IL-6 is a central mediator of the immediate induction of hepatic acute phase proteins (APP) in the liver during infection and after injury, but increased IL-6 activity has been associated with multiple pathological conditions. In hepatocytes, IL-6 activates JAK1-STAT3 signaling that induces the negative feedback regulator SOCS3 and expression of APPs. While different inhibitors of IL-6-induced JAK1-STAT3-signaling have been developed, understanding their precise impact on signaling dynamics requires a systems biology approach. Here we present a mathematical model of IL-6-induced JAK1-STAT3 signaling that quantitatively links physiological IL-6 concentrations to the dynamics of IL-6-induced signal transduction and expression of target genes in hepatocytes. The mathematical model consists of coupled ordinary differential equations (ODE) and the model parameters were estimated by a maximum likelihood approach, whereas identifiability of the dynamic model parameters was ensured by the Profile Likelihood.
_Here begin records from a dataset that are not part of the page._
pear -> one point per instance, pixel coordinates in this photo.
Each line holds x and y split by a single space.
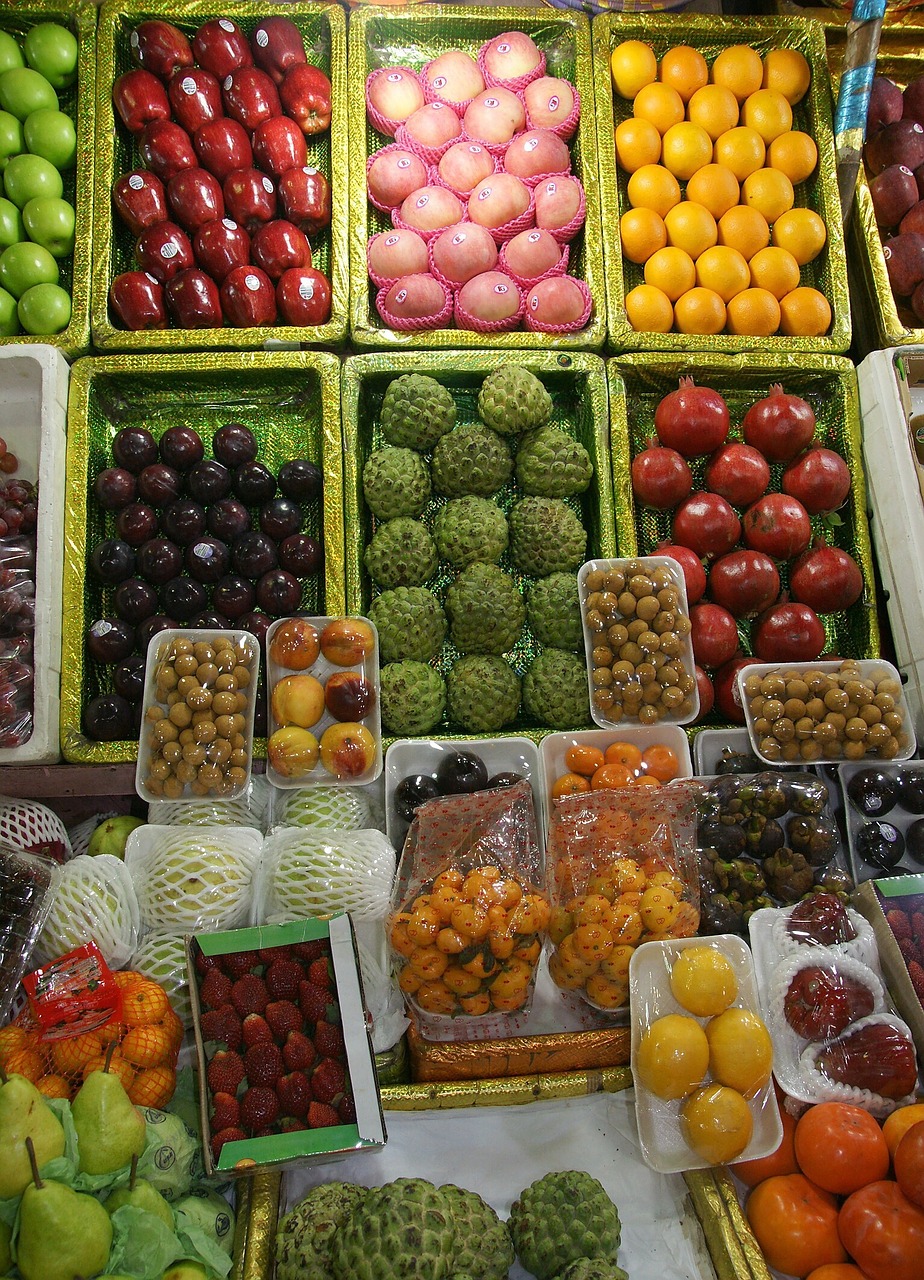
63 1234
109 1127
24 1114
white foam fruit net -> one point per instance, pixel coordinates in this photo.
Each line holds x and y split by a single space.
94 900
323 872
191 878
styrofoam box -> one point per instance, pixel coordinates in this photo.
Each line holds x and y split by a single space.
33 421
892 408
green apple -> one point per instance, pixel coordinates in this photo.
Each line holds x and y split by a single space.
27 177
51 50
23 91
50 223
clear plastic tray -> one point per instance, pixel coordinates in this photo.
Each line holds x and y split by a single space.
687 709
321 670
247 649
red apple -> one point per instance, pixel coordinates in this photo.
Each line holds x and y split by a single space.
306 199
140 200
160 48
222 246
305 94
223 146
196 97
303 296
248 297
277 45
250 197
165 149
220 48
193 300
164 250
279 145
137 301
195 199
250 96
140 97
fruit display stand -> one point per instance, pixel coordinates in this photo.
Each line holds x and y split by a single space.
289 400
323 30
78 103
710 35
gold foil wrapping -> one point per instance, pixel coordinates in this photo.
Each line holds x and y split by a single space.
410 36
78 101
292 403
323 28
709 35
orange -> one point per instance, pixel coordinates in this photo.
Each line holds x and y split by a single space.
700 311
649 310
714 108
685 69
716 188
641 233
637 142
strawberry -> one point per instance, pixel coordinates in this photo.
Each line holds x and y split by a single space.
298 1052
215 990
259 1107
264 1064
225 1072
321 1116
328 1080
248 995
283 1018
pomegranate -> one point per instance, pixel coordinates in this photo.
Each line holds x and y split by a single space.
819 479
777 525
780 425
745 583
739 472
661 478
693 419
827 579
714 635
707 524
788 632
694 574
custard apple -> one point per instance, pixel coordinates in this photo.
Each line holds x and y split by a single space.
401 553
411 624
471 460
545 536
412 698
486 611
563 1217
306 1233
483 693
553 609
416 410
470 529
556 690
512 400
396 483
553 464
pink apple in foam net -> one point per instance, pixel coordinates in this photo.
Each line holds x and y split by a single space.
549 101
463 251
430 209
498 200
454 76
398 252
393 176
494 117
465 165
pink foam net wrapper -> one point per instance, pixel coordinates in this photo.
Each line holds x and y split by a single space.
375 118
538 327
415 324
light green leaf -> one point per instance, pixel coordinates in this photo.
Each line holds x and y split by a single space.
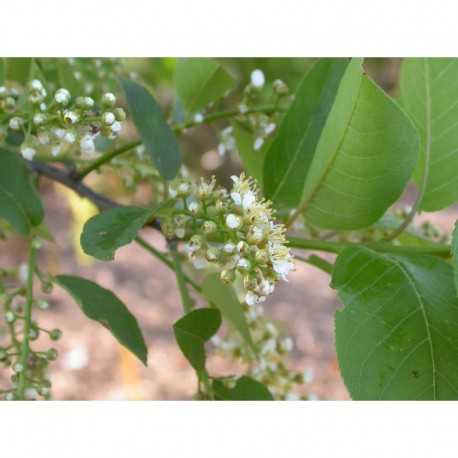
364 158
159 140
397 335
19 201
193 330
102 305
67 78
252 160
199 81
246 389
224 297
18 69
104 233
428 94
288 160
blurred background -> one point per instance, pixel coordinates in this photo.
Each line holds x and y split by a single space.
91 365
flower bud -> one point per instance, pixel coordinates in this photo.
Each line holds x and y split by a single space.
195 209
233 222
10 317
9 104
62 97
228 276
280 87
209 227
168 227
120 114
72 117
16 123
35 98
39 119
108 100
51 354
108 118
213 254
18 368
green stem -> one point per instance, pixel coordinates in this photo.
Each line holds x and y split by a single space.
107 157
148 247
337 247
27 322
185 298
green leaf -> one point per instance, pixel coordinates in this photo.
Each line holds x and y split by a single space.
199 81
193 330
104 233
18 69
364 158
291 154
159 140
252 160
102 305
67 78
246 389
20 203
397 335
428 88
224 297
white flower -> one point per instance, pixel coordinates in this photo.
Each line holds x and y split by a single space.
55 150
200 262
270 128
257 145
233 222
257 78
28 153
87 144
70 137
198 118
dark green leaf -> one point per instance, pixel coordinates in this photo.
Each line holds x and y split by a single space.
102 305
246 389
364 159
18 69
397 335
289 158
224 297
428 94
252 160
67 78
19 201
159 140
104 233
199 81
2 70
193 330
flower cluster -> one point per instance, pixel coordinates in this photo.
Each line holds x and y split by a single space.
269 368
59 124
12 307
234 231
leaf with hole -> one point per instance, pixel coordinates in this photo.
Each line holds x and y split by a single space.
102 305
104 233
224 297
20 203
364 159
397 334
428 94
289 158
200 81
193 330
160 142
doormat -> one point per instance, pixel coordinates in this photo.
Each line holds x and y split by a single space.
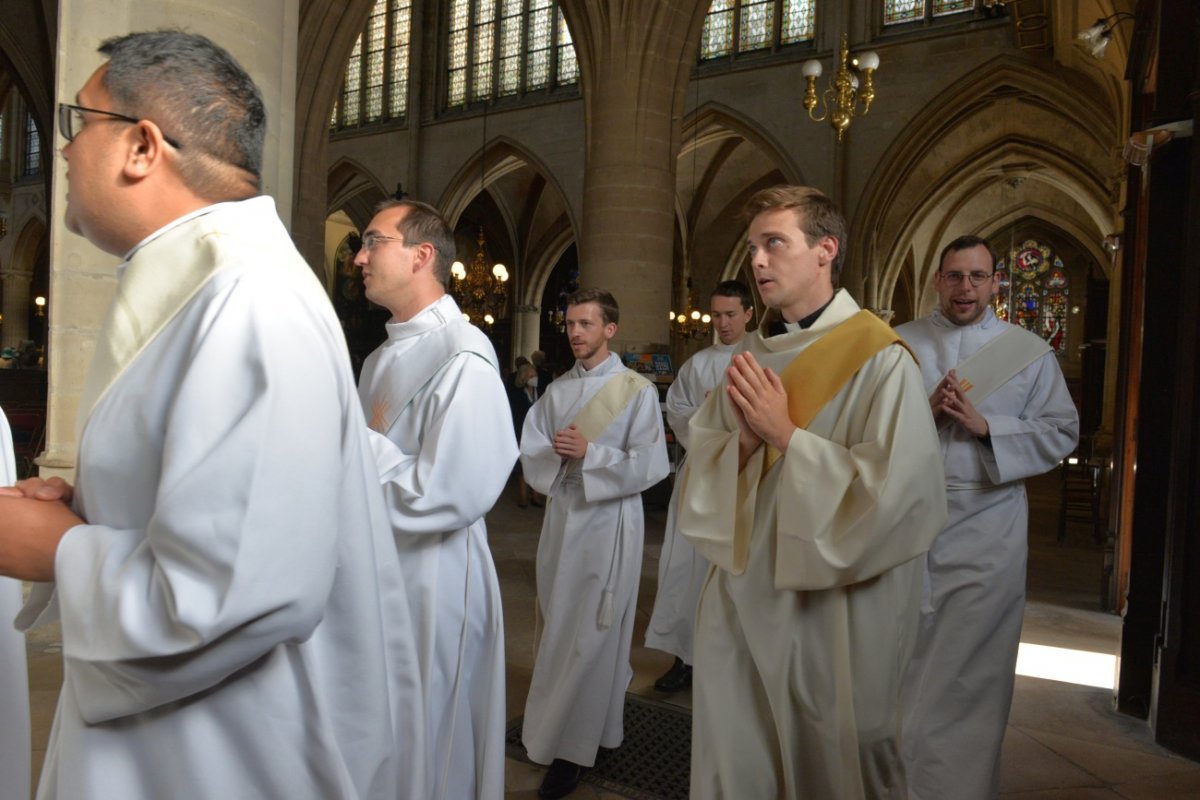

Using model simulations coupled with experimental validation we could optimize the long-term impact of the JAK-inhibitor Ruxolitinib, a therapeutic compound that is quickly metabolized. Model-predicted doses and timing of treatments helps to improve the reduction of inflammatory APP gene expression in primary mouse hepatocytes close to levels observed during regenerative conditions. The concept of improved efficacy of the inhibitor through multiple treatments at optimized time intervals was confirmed in primary human hepatocytes. Thus, combining quantitative data generation with mathematical modeling suggests that repetitive treatment with Ruxolitinib is required to effectively target excessive inflammatory responses without exceeding doses recommended by the clinical guidelines.